When he was governor, Angus King often lamented the lack of value-added components in Maine’s economy. Wood chips and pulp should not be exported, he argued; instead, Maine should lead in paper, lumber and furniture making. A favorite line was that no fish should leave the state with its head still on.
Clean, drinkable water, a resource Maine has in abundance, may soon become more valuable than fish and wood combined. But without adequate state oversight, that resource will be tapped and sold around the world, leaving residents of small towns to fight among themselves over whether the subsidies they get are enough.
This summer, residents of Kennebunk, Kennebunkport, Wells and other small towns in York County have gone to battle with Nestle Waters, the parent company of Poland Spring, over its plan to extract and export water from the regional aquifer. To date, there is no apparent winner. The Kennebunk, Kennebunkport and Wells Water District, which was negotiating with Nestle, has tabled indefinitely a proposed agreement.

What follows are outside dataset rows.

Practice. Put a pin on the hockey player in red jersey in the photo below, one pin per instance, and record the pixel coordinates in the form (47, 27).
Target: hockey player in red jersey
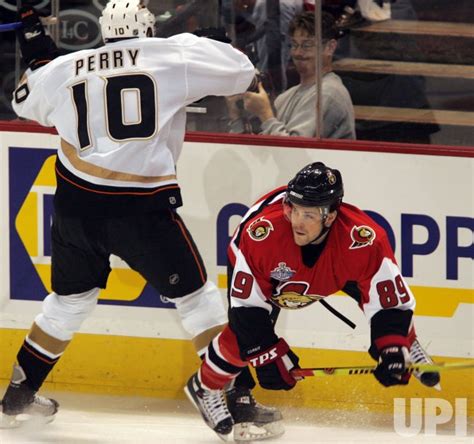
(120, 113)
(295, 246)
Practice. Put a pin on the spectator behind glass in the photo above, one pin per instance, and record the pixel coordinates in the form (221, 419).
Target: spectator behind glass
(294, 110)
(261, 31)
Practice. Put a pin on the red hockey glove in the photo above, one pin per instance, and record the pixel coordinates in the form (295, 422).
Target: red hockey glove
(391, 369)
(273, 366)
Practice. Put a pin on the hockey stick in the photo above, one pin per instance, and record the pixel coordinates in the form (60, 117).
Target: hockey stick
(10, 26)
(15, 25)
(366, 370)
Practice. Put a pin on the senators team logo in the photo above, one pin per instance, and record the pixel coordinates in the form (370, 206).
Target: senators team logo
(292, 295)
(362, 236)
(260, 229)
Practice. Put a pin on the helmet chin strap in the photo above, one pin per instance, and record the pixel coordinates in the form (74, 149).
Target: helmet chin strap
(324, 216)
(320, 235)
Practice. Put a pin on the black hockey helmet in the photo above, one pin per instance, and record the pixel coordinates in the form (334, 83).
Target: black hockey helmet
(316, 185)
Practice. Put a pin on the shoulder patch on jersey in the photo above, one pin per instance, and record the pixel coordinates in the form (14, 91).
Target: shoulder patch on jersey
(260, 229)
(362, 236)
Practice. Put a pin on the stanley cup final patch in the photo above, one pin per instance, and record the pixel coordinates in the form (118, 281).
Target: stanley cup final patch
(260, 229)
(362, 236)
(282, 272)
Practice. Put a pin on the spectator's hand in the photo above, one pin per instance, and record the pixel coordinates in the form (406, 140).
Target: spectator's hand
(259, 104)
(232, 107)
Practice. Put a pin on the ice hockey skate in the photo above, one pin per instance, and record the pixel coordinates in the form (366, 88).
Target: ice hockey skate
(419, 356)
(253, 421)
(22, 405)
(212, 406)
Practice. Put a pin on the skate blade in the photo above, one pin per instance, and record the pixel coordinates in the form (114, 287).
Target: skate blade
(249, 431)
(225, 438)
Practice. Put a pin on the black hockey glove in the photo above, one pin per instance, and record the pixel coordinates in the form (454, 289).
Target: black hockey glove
(391, 369)
(37, 48)
(273, 366)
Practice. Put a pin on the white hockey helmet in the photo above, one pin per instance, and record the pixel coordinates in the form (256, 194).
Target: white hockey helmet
(126, 19)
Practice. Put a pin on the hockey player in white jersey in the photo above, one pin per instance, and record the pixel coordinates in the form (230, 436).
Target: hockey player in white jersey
(119, 111)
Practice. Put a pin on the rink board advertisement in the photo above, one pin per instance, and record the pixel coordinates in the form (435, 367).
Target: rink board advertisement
(425, 203)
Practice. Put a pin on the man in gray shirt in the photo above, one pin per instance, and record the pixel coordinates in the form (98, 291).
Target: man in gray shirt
(294, 113)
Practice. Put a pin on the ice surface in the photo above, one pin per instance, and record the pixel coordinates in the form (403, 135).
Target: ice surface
(91, 419)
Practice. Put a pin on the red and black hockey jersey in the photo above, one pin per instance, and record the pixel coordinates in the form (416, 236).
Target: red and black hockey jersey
(356, 257)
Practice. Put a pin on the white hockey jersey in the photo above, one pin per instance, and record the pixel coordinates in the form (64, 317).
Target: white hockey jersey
(119, 110)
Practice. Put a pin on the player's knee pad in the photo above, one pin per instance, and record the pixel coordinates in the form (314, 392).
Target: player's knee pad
(62, 316)
(202, 309)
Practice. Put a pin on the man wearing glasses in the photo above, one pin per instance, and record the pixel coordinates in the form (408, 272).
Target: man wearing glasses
(293, 112)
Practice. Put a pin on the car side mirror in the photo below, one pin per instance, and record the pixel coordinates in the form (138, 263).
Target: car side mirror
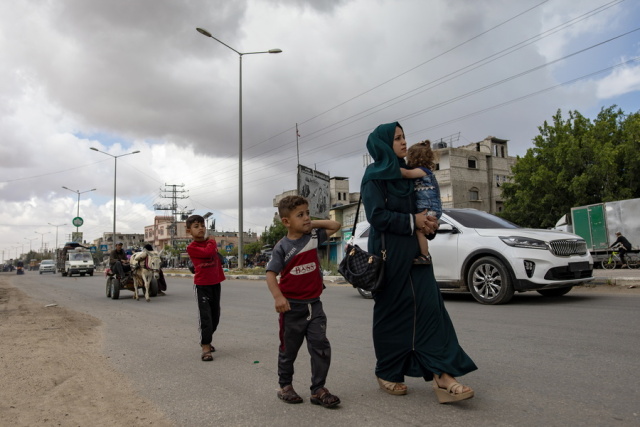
(447, 228)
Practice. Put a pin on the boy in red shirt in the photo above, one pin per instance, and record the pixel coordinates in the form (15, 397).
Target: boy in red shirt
(297, 299)
(203, 252)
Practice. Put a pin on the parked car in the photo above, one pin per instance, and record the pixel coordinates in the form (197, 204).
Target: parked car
(492, 258)
(47, 266)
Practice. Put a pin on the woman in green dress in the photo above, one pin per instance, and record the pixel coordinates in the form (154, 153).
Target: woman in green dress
(412, 332)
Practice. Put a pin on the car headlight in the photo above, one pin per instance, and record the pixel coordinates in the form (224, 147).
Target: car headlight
(524, 242)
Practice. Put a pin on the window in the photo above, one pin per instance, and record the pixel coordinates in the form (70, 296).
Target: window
(474, 195)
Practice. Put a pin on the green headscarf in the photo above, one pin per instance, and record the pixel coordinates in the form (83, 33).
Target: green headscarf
(386, 165)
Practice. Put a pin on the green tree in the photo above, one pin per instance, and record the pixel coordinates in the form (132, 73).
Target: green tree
(252, 248)
(274, 232)
(575, 162)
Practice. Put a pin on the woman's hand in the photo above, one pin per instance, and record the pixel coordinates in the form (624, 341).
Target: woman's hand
(426, 223)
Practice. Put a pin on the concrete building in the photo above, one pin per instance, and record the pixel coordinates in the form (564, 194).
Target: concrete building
(160, 234)
(128, 240)
(343, 206)
(470, 176)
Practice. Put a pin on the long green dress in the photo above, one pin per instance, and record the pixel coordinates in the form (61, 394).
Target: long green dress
(412, 332)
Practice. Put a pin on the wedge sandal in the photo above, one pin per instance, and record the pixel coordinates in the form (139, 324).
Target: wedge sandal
(397, 389)
(324, 398)
(289, 395)
(449, 394)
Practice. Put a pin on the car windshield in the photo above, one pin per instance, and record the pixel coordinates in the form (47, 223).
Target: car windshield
(478, 219)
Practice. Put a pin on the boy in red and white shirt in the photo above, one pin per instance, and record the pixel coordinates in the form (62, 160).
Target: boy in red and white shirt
(297, 299)
(203, 252)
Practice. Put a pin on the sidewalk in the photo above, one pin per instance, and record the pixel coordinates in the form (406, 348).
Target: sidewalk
(618, 277)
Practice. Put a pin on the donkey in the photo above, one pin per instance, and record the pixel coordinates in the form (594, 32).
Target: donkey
(144, 265)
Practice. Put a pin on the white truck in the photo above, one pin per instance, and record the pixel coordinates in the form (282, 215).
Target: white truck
(598, 223)
(74, 259)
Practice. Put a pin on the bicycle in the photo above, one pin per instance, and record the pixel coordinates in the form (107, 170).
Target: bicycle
(632, 260)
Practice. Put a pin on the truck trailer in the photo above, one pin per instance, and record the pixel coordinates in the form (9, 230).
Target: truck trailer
(74, 258)
(597, 224)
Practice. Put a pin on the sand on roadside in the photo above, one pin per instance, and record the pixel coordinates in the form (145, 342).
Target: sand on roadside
(54, 374)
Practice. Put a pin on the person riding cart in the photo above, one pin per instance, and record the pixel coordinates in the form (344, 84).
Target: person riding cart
(119, 262)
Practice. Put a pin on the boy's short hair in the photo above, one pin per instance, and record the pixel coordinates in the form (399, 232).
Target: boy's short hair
(421, 155)
(289, 203)
(194, 218)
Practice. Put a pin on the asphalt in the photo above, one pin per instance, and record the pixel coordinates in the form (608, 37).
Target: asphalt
(618, 277)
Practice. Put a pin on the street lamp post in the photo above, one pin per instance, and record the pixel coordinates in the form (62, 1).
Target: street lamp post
(42, 244)
(56, 226)
(240, 208)
(115, 175)
(30, 240)
(78, 192)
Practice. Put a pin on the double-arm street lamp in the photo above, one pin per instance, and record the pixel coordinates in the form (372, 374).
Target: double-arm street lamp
(30, 240)
(42, 243)
(115, 176)
(78, 192)
(240, 208)
(56, 226)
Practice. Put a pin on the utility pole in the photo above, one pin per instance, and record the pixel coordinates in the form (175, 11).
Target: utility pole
(171, 191)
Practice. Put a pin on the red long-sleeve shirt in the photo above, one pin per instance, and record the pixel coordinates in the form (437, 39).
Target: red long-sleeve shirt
(205, 259)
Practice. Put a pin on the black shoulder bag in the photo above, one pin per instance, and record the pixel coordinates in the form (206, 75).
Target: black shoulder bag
(360, 268)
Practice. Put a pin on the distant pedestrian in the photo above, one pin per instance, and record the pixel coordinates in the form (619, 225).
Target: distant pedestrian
(623, 245)
(297, 299)
(203, 252)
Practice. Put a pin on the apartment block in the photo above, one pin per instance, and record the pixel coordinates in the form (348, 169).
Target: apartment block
(470, 176)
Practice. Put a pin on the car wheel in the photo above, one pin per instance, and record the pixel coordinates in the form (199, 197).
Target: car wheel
(558, 292)
(489, 282)
(365, 294)
(609, 264)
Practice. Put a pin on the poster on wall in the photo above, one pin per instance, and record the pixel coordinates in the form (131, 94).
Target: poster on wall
(314, 186)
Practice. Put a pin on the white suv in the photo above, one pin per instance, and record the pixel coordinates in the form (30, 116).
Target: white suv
(47, 266)
(481, 253)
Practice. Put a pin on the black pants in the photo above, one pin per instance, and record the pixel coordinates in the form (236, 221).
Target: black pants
(304, 321)
(208, 297)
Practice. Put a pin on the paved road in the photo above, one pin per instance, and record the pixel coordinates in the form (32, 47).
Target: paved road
(567, 361)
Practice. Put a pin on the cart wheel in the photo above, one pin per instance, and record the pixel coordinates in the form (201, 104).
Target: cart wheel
(115, 288)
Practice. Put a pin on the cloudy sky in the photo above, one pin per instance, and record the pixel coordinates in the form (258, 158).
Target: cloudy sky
(127, 75)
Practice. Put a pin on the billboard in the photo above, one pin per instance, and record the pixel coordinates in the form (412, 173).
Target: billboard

The extraction of water for sale elsewhere seems like a good deal for Maine. There are no smokestack emissions, and most studies of the aquifer suggest it contains more water than needed by users in the towns.
But opponents, who have turned out in the hundreds for noisy protests at water district board meetings, say the pollution is there, it’s just not obvious.
Maude Barlow, a Canadian activist and author of “Blue Covenant: The Global Water Crisis and the Fight for the Right to Water,” spoke earlier this summer at York County Community College. An opponent of the “privatization of water,” she said the bottled water business may seem clean and green but the 50 billion gallons of water bottled and sold each year creates 400 billion plastic containers, a petroleum-reliant product.
Of companies that sell bottled water, Ms. Barlow said: “They’re water hunters. They don’t care about your community.” As demand in emerging industrial nations such as China and India grows, they become more urgent in their pursuit of the resource, she said.
The rhetoric among opponents is probably over the top. State geologists say Maine has plenty of water, and it makes sense to consider selling what is not being used locally.
But residents of these small towns are right to be wary of corporate promises and assurances. The agreements call for long-term extraction; if local wells dry up or contaminants leach into the aquifer, towns may have little leverage. The people are represented in these negotiations by water districts, which are quasi-municipal entities whose members are usually appointed by elected town officials. The water district members do not answer to residents, or, often, to town officials.
This is where state government should intervene and raise the bar in reviewing such deals. With a broader and longer-term perspective, the state can better find out whether water sales are a good deal.